Come più volte spiegato, il funzionamento del diffusore assume un’importanza cruciale laddove si intende usare l’effetto suolo in maniera più estesa, come nel caso delle Wing Car 2.0. Per quanto non si sia mostrato il fondo nella sua vera e definitiva versione, presumibilmente più articolata di quella che vediamo, è possibile comprendere la logica che ha portato a disporre di alcuni elementi che sono già apprezzabili dalle immagini di presentazione. Il particolare ed esteso sistema di megafoni è il primo dettaglio a balzare all’occhio, in quanto si lascia notare non solo per le dimensioni e la concezione spiccatamente Red Bull, ma anche perché rivela una sezione d’uscita inclinata verso il basso e che lascia intendere un diretto soffiaggio sulla beam wing immediatamente retrostante. Quest’ultimo elemento si contraddistingue per un profilo ad ala seghettata, ovvero avente un bordo d’uscita del profilo superiore simile a quello di un coltello dentellato al fine di ritardare il distacco dello strato limite e controllare il flusso in uscita attraverso la produzione di vortici, con migliorata estrazione d’aria dal diffusore e produzione di un più ampio campo di depressione posteriore quali più ovvie conseguenze. Tale soluzione non è nuova in Formula 1, in quanto già adottata in precedenza su un gran numero di vetture, come McLaren o Mercedes, nonché in tantissime applicazione di natura aeronautica e non sempre di recente sviluppo, come nel caso del celeberrimo Fokker Dr.1 di Manfred von Richthofen, noto ai più attraverso lo storico soprannome di “Barone Rosso”, che presentava una primitiva, ma senz’altro riconoscibilissima, ala con bordo d’uscita seghettato.
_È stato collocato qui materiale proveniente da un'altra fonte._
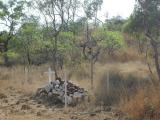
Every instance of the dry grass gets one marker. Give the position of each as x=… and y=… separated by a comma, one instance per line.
x=145, y=105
A detta dei tecnici Alfa Romeo, nonché della voce principale affidata al Direttore Tecnico Jan Monchaux, la nuova vettura è stata progettata puntando a correggere i difetti che la C42 aveva presentato al posteriore, lasciando intendere un maggior sviluppo sul fronte del gruppo anteriore e auspicando una eliminazione dei problemi di porpoising, anch’essi manifestati sulla progenitrice. La nuova nata di casa Alfa Romeo, l’ultima realizzata da Sauber sotto questo nome, presenta tantissimi spunti interessanti e decisamente originali, destinati a fare il loro debutto in pista, almeno nella forma su uno shakedown, al termine di questa settimana e non senza che via sia tantissima curiosità a circondare le prime tornate tanto da parte dei fan, quanto degli addetti ai lavori che possono intravedere, in essa, più di qualche rivelazione degna di nota.